Yüzdeki çizgilerde artış
Yaşınızın ilerlemesiyle ile ilgili bir probleminiz yok. Daha olgunsunuz, daha akıllısınız ve hayattan zevk almanın yollarını keşfettiğiniz için daha keyiflisiniz. Gerçek arkadaşlarınızla iyi gün dostlarınızı ayırmışsınız. Zamanınızı kontrol edebiliyorsunuz. Üstüne iş çıkışında bir kahve keyfine bile vakit buluyorsunuz. Buraya kadar iyi hoş. Peki her aynaya baktığınızda bir yenisi eklenen , yüzünüzde kalemle çizilmiş gibi duran o ince çizgileri ne yapacağız?
Çözüm:
Markette gittiğinizde ilk yapmanız gereken baklagil reyonuna uğramak.

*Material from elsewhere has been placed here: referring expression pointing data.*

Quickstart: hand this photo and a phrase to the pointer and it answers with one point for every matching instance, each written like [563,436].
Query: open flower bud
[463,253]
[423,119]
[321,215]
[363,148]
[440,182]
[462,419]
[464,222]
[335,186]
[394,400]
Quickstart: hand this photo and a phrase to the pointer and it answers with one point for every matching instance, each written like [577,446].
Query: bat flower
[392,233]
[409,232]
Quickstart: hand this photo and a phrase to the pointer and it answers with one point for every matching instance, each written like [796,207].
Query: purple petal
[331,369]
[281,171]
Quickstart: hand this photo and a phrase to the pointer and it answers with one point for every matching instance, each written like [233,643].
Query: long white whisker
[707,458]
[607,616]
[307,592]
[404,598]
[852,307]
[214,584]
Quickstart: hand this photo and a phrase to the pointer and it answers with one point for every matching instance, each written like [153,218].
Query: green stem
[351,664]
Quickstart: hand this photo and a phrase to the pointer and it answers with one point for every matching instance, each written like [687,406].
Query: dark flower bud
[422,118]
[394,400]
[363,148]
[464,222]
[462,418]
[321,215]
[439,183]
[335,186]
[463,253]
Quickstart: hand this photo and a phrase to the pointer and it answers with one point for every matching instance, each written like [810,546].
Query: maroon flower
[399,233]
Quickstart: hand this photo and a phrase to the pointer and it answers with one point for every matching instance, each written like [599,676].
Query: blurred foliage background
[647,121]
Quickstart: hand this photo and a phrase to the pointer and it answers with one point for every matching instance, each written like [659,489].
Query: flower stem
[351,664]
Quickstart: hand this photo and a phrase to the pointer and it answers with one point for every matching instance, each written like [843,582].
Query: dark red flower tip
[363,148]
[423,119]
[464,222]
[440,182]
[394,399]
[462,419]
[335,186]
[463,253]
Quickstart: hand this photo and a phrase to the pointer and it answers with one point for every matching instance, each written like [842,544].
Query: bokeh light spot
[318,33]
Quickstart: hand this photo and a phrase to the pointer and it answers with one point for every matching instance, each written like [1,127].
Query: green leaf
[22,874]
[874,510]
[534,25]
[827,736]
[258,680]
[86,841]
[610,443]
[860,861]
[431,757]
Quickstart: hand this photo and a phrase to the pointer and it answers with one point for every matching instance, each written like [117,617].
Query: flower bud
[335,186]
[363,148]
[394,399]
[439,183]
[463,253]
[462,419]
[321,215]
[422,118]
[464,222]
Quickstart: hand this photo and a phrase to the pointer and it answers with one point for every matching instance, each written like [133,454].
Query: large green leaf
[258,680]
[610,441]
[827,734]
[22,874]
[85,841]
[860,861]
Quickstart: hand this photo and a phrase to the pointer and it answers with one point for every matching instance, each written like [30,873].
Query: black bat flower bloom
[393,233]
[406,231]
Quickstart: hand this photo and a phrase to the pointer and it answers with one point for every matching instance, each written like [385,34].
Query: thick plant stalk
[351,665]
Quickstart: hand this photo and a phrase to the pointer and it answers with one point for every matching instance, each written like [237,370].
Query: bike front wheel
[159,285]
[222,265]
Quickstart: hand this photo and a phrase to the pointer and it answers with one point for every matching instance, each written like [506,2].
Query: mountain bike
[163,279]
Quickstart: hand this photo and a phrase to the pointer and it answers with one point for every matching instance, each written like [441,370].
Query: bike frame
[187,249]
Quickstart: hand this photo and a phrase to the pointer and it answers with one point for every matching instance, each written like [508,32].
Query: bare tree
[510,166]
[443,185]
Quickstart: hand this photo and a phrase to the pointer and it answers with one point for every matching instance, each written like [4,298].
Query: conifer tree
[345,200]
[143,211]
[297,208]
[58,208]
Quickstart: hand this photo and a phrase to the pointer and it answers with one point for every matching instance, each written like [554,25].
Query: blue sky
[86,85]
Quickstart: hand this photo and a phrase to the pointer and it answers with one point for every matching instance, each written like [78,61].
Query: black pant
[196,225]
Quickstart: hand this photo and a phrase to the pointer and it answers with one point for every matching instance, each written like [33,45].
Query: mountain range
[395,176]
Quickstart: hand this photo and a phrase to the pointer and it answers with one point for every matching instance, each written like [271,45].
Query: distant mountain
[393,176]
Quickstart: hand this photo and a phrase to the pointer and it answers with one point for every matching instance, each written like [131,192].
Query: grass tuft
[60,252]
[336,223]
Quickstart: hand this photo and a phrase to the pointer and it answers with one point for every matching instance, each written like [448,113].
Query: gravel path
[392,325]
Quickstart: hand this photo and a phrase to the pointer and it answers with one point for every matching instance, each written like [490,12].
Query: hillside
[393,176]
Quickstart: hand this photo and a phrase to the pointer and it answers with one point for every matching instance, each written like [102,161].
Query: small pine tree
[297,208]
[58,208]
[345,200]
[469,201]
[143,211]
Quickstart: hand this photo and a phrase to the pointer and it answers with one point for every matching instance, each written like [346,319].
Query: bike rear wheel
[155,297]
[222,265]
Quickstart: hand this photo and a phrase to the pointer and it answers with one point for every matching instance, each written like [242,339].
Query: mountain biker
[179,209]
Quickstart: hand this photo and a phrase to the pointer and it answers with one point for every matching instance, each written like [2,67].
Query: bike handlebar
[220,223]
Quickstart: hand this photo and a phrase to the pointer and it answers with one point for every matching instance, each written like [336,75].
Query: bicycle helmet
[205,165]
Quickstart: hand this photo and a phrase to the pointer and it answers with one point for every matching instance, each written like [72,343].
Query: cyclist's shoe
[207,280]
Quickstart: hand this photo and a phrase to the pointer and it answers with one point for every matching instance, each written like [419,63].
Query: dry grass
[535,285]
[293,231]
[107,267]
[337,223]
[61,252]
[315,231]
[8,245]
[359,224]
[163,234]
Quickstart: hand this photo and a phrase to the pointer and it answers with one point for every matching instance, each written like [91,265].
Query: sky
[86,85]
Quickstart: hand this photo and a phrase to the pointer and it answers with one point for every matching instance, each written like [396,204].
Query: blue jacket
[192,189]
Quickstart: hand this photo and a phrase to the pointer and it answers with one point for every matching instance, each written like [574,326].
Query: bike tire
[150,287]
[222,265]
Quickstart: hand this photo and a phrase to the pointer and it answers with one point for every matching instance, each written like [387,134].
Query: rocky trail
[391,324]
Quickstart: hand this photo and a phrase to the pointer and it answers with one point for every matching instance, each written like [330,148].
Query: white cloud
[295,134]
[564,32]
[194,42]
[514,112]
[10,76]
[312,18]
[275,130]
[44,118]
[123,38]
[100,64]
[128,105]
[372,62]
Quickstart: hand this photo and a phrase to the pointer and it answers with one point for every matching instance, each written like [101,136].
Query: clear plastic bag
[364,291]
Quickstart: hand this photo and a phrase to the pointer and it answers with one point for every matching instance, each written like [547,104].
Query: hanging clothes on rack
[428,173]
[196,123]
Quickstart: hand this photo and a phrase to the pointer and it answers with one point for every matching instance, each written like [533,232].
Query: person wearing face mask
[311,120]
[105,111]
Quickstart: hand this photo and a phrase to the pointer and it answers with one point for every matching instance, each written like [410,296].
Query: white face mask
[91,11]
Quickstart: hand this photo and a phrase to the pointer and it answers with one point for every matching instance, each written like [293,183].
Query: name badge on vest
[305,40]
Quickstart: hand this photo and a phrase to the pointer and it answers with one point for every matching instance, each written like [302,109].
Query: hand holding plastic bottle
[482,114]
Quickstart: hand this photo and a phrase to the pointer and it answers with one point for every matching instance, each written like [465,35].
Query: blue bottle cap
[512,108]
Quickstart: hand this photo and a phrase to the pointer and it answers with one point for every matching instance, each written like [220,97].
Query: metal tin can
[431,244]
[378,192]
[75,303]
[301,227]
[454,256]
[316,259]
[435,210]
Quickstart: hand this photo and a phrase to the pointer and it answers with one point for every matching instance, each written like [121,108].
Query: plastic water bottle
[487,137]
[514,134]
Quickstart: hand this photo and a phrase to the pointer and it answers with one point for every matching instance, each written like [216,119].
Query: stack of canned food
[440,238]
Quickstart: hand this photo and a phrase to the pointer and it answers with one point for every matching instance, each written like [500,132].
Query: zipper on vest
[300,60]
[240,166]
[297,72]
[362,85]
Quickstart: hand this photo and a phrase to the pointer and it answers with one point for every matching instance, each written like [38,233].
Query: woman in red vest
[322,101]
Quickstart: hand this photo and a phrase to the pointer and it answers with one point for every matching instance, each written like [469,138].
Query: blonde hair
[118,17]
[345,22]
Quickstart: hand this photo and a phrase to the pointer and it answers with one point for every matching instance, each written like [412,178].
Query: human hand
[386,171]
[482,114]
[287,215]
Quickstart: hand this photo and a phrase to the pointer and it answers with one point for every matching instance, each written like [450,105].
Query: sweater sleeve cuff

Avustralya’da orta yaş ve üzeri 453 kişi ile yapılan çalışmaya göre, daha fazla baklagil tüketenlerde , daha az kırışıklık ve güneşin zararlı etkilerine karşı daha fazla koruma görüldü. Fasulye, çevreden gelebilecek ya da vücudun kendi oluşturduğu serbest radikallere karşı savaşan antioksidanlardan bolca içerir. Çevresel kaynaklı serbest radikaller cildinize zarar verir. Baklagilleri; kuşkonmaz, soğan, sarımsak, brokoli , enginar ,kereviz, ıspanak gibi antioksidan bakımından zengin bu besinler arasından seçebilirsiniz.
Düzenbaz metabolizma
20li yaşlardaki beslenme planınızla şimdiki planınız arasında bir fark yok ama kıyafet bedenleriniz giderek artıyor. Çok sevdiğiniz daracık jeanleriniz sanki makinadan yeni çıkmış gibi, bir türlü içine giremiyorsunuz. Oysa ki 2 aydır yıkanmıyor o jean. Çünkü giyemiyorsunuz. America Journal of Clinical Nutrition’a göre 30lu yaşlarda kişiler kilolarını korumaya başlasalar bile, yağsız kütle oranı azalıyor ve yerini yağ kütlesi alıyor. Bu da demek oluyor ki; metabolizma hızınız azalıyor.
Çözüm:
Açlıktan yemeklere saldırmanızı ortadan kaldırmak için; metabolizmanıza sürekli yakacak şeyler vermelisiniz; şekerli atıştırmalıklar yerine bol protein içeren atıştırmalıklar gibi. Hem bu sayede kan şekeriniz tavan yapmaz ve kontrol altında tutabilirsiniz. Ara öğünlerinizde yağsız bir kase yoğurt yiyebilirsiniz, hatta protein oranını daha da artırmak isterseniz üzerine badem kırıntıları (5-6 adet) ekleyebilirsiniz. Bir diğer seçenek de, sert bir dilim peynir (az tuzlu) ve yanında 2 tam ceviz olabilir. Tercih sizin.